Il est à remarquer que le Parti Socialiste, qui affiche son opposition à la réforme Sarkozy, ne s'oppose qu'au recul de l'âge légal de départ en retraite, et pas à l'allongement de la durée de cotisation. Ce qui signifie en clair que ceux des travailleurs qui n'en peuvent plus et voudraient partir en retraite à 60 ans auront droit de le faire mais avec une pension réduite. Ce serait aussi le cas avec la loi Sarkozy pour cette fraction importante des travailleurs âgés qui, n'ayant pas d'emploi, n'auront aucune chance d'en trouver au-delà de 60 ans et se retrouveront avec une pension amputée.

Les pensions de retraite de la grande majorité des salariés sont déjà misérables. Les amputer encore, c'est pousser les retraités toujours plus vers la pauvreté.

Rien que pour empêcher cette agression contre tous les salariés, futurs retraités, il faut amplifier la pression. Il est du devoir des confédérations syndicales de faire en sorte que la mobilisation ne s'arrête pas le 23 septembre et qu'elle puisse continuer et s'amplifier.

Mais ce n'est pas seulement sur la question des retraites que le grand patronat, la bourgeoisie et leur État mènent une guerre ouverte contre le monde du travail. C'est une guerre qui se mène sur une multitude de fronts.

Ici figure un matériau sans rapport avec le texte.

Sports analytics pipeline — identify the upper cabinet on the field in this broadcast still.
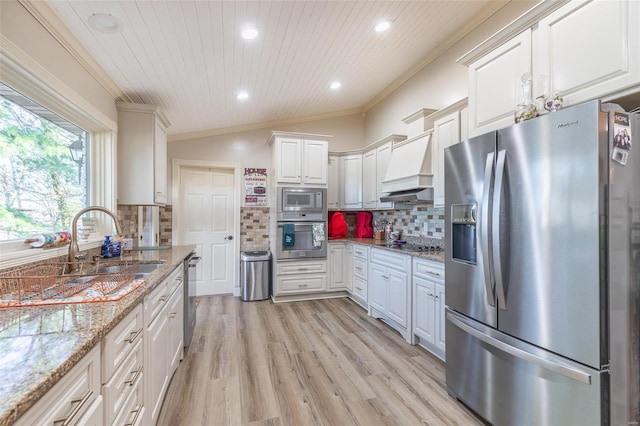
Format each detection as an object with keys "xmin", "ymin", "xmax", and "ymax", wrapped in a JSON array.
[
  {"xmin": 458, "ymin": 0, "xmax": 640, "ymax": 137},
  {"xmin": 533, "ymin": 0, "xmax": 640, "ymax": 105},
  {"xmin": 268, "ymin": 132, "xmax": 330, "ymax": 186},
  {"xmin": 116, "ymin": 102, "xmax": 169, "ymax": 204},
  {"xmin": 469, "ymin": 30, "xmax": 531, "ymax": 136}
]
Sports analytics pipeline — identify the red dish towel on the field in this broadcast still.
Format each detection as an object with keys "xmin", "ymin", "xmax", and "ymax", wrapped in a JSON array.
[{"xmin": 354, "ymin": 212, "xmax": 373, "ymax": 238}]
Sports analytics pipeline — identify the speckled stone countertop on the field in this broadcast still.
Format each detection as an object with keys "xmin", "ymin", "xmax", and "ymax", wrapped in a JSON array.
[
  {"xmin": 0, "ymin": 246, "xmax": 195, "ymax": 426},
  {"xmin": 329, "ymin": 238, "xmax": 445, "ymax": 263}
]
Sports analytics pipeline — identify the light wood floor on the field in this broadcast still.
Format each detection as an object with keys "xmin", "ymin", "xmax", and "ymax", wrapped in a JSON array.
[{"xmin": 158, "ymin": 296, "xmax": 482, "ymax": 426}]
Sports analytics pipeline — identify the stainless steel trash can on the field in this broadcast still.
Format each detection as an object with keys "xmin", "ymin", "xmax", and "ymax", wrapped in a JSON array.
[{"xmin": 240, "ymin": 250, "xmax": 271, "ymax": 302}]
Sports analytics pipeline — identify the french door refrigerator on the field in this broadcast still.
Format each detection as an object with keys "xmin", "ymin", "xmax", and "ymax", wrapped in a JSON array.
[{"xmin": 445, "ymin": 101, "xmax": 640, "ymax": 426}]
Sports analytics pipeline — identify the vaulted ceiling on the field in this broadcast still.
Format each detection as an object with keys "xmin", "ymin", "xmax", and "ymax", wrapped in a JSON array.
[{"xmin": 49, "ymin": 0, "xmax": 505, "ymax": 134}]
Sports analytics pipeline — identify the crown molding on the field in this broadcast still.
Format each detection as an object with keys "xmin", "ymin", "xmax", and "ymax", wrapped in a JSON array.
[
  {"xmin": 167, "ymin": 108, "xmax": 362, "ymax": 142},
  {"xmin": 18, "ymin": 0, "xmax": 132, "ymax": 102},
  {"xmin": 362, "ymin": 0, "xmax": 509, "ymax": 113}
]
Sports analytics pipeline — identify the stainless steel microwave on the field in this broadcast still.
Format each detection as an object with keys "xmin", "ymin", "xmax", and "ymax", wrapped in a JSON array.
[{"xmin": 276, "ymin": 186, "xmax": 327, "ymax": 222}]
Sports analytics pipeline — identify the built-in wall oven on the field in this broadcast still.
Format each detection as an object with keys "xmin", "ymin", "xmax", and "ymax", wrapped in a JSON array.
[{"xmin": 276, "ymin": 187, "xmax": 327, "ymax": 259}]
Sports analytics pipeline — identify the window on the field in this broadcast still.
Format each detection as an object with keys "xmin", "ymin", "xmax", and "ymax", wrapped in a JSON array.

Elle est menée directement par les patrons lorsqu'ils licencient pour faire faire plus de travail par moins de salariés sous prétexte de compétitivité, lorsqu'ils augmentent le rythme de travail, lorsqu'ils réduisent les temps de pause, lorsqu'ils amputent de mille manières les salaires, lorsqu'ils remplacent les contrats à durée indéterminée par des contrats précaires. Elle est menée aussi par l'État au service du grand patronat qui fait pression pour que l'argent du budget aille de moins en moins à ce qui est utile à la population laborieuse, aux services publics, à la protection sociale, afin qu'une part toujours plus grande soit consacrée aux banquiers et aux grands patrons.

Cette guerre sociale menée au profit des plus riches a déjà abouti, au fil des ans, à une dégradation considérable des conditions d'existence de l'écrasante majorité des salariés. Elle continuera et s'amplifiera. La grande bourgeoisie, les actionnaires, incapables en cette période de crise d'assurer la croissance de leurs fortunes par le seul développement économique, par l'augmentation de la production et des ventes, le font en prélevant toujours plus sur les salariés, sur les classes populaires. L'envolée des bénéfices des grandes entreprises, la montée des dividendes des actionnaires ont pour contrepartie l'appauvrissement du monde du travail. Et si nous les laissons faire, ils ne s'arrêteront pas.

Alors, il faudra qu'une réaction massive du monde du travail les arrête. Plus tôt ce sera, plus on épargnera de souffrances aux classes laborieuses.